Alex Murdaugh listens to testimony

Murdaugh was convicted and sentenced to two consecutive sentences of life in prison without the possibility for parole in the 2021 slayings of his wife, Maggie Murdaugh, and youngest son, Paul Murdaugh. Throughout the trial, Murdaugh maintained his innocence. 

Attorney Eric Bland, who represents Satterfield’s two sons, fielded questions from Cuomo alongside his client this week. Bland explained that exhuming and re-examining Gloria's body could provide investigators with vital new clues pertaining to her cause of death. 

"She flipped twice obviously," Bland said. "She had significant closed-head injury and open-head injury with 12 broken ribs. The real issue is gonna be if somebody was told before Paul and Maggie died — or Alex goes off to jail, Alex obviously isn't going to say anything — if they know something."

The Satterfield family attorney, however, did express some doubts that the former longtime Murdaugh housekeeper was murdered.

"I don't think anybody would try to kill her and then let her get in an ambulance to go to a hospital to get medical treatment only to survive and say, 'Look, I didn't get pushed down the stairs by dogs, it was by human hands,'" Bland said.

Alex Murdaugh's New Mugshot

Mystery, however, had swirled around Satterfield’s death long before Murdaugh had been accused of murdering his family. 

"The police have some doubts about Alex's story,” Bland said. “He told an insurance adjuster exactly what he thought happened, which is that the dogs pushed Gloria down the stairs. It's gonna be difficult when they exhume her body, Chris, to really determine were those done by human hands or by the fall.”

"Everything around Alex is danger, lies, deception,” Bland added. “We know that he capitalized on Gloria's death financially and used it as an opportunity to enrich himself at the expense of the boys who were exploited in this process."

The Satterfield family had previously filed a wrongful death suit against Murdaugh — and were awarded millions of dollars — however, the disgraced legal scion allegedly pocketed the money.

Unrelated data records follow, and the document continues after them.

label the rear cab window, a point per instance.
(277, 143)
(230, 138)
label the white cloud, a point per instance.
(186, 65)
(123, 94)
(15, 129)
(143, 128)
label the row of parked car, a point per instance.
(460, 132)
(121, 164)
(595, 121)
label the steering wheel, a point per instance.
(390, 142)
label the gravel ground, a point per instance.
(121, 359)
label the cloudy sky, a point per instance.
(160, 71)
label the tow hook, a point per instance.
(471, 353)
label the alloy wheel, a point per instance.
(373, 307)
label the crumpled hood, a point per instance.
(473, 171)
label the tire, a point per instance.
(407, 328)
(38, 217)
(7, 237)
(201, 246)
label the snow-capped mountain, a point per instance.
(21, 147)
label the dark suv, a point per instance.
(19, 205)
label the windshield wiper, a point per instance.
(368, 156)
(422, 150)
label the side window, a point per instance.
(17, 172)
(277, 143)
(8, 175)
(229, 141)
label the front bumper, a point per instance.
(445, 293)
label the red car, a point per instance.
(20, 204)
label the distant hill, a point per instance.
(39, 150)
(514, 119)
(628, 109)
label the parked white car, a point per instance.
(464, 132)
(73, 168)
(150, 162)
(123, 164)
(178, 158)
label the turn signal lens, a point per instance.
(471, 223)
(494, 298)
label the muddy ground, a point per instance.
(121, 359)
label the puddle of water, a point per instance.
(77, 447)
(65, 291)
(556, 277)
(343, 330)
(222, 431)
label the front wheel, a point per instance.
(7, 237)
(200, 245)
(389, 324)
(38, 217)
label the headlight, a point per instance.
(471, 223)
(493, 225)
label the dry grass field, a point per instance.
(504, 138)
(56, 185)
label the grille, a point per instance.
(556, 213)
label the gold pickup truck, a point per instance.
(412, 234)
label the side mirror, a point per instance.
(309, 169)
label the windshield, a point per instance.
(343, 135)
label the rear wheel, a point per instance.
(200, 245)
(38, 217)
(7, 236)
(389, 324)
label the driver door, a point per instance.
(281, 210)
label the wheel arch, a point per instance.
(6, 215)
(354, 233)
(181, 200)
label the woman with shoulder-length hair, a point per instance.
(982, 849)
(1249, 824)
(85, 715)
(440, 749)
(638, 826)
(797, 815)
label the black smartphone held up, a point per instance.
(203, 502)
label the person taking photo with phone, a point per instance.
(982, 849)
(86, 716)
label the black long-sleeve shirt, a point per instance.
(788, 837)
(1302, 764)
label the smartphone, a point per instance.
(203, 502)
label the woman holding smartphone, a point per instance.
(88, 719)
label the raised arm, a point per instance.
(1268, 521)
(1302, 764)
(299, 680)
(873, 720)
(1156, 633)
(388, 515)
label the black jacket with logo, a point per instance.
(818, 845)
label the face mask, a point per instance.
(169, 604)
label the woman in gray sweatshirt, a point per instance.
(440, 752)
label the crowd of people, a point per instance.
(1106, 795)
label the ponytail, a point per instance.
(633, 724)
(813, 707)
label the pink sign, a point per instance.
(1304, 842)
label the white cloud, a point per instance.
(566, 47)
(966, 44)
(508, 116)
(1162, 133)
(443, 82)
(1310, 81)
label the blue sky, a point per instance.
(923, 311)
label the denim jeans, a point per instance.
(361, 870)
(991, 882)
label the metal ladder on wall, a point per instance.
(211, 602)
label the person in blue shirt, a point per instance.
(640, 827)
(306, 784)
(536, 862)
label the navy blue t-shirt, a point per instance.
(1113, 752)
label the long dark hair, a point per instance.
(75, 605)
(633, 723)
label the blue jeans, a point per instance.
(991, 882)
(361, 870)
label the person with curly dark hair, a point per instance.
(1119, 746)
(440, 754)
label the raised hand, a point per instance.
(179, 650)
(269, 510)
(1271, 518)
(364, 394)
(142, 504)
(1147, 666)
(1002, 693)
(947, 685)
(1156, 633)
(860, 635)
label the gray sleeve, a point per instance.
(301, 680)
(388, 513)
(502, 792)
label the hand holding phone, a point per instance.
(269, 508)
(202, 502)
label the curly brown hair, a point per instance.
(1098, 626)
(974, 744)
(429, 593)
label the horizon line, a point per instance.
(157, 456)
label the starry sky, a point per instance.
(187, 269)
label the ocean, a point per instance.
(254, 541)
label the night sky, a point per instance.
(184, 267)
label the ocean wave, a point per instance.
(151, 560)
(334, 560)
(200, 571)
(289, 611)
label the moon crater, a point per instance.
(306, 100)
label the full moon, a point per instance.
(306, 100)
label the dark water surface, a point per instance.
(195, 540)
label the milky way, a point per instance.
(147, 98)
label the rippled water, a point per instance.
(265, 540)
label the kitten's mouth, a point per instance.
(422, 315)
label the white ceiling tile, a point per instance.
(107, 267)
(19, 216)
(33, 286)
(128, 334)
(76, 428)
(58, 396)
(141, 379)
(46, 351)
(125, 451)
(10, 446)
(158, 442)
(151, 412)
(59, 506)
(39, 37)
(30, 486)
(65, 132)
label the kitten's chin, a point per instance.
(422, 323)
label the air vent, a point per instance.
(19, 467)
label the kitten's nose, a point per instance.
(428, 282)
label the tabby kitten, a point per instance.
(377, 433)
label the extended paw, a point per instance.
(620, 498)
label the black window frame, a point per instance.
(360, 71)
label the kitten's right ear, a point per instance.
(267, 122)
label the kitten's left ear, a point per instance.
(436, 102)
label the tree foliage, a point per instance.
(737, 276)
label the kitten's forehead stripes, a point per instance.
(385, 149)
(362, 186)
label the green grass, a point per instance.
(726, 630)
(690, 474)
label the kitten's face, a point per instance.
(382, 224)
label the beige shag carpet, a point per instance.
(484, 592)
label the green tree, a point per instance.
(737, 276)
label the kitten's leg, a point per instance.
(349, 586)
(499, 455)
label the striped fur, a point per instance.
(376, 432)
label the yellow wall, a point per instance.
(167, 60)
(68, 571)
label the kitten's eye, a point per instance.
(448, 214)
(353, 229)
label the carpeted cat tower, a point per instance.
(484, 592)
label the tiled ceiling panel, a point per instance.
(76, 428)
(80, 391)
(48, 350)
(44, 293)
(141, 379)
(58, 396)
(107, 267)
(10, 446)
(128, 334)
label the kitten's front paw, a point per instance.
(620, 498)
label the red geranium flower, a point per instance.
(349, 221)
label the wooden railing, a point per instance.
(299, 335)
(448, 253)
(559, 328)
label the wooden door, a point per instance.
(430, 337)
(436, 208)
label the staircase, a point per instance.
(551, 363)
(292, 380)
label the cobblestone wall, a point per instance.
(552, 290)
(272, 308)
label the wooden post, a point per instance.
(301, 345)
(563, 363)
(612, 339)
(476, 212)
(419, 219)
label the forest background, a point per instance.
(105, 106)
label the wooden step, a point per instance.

After Satterfield’s death, authorities suspect Alex Murdaugh directly encouraged her sons to file a wrongful death lawsuit against him, referring them to his close friend, attorney Cory Fleming.

Fleming ultimately secured a $4.3 million settlement with the insurance company for the Satterfields, however, her sons, Michael and Brian, were never paid out, according to the arrest warrant.

“To date, Tony and Brian have not received any monies from any claims or settlements with Murdaugh and his insurance carriers following their mother’s death — Not one dime,” Bland wrote in a lawsuit against Murdaugh.

In September 2021, months prior to Murdaugh’s arrest in the double murder, South Carolina authorities announced they’d re-opened the investigation into Satterfield’s death. South Carolina Attorney General Alan Wilson later slapped Murdaugh with an 18-count indictment for alleged financial crimes related to the alleged defrauding of Satterfield’s family. Murdaugh’s friend and fellow lawyer, Cory Fleming, was also charged in the botched insurance scam plot.

No one has been criminally charged with homicide in direct connection with Satterfield’s death.

Oxygen.com has reached out to the South Carolina Law Enforcement Division for further comment. 

Prior to her death, Satterfield had worked for the Murdaugh family for 25 years. Bland previously described Satterfield as “a fabric of the family.”

Last week, Murdaugh’s brother, Randy Murdaugh, publicly cast doubt on his brother’s claims in relation to Maggie and Paul’s killings, telling the New York Times, he’s “not telling the truth.”

“He knows more than what he's saying. He’s not telling the truth, in my opinion, about everything there,” Randy told the newspaper.

Satterfield’s son said Randy’s comments are further justification to exhume his mother’s body.

“I guess it means a lot," Michael Satterfield added.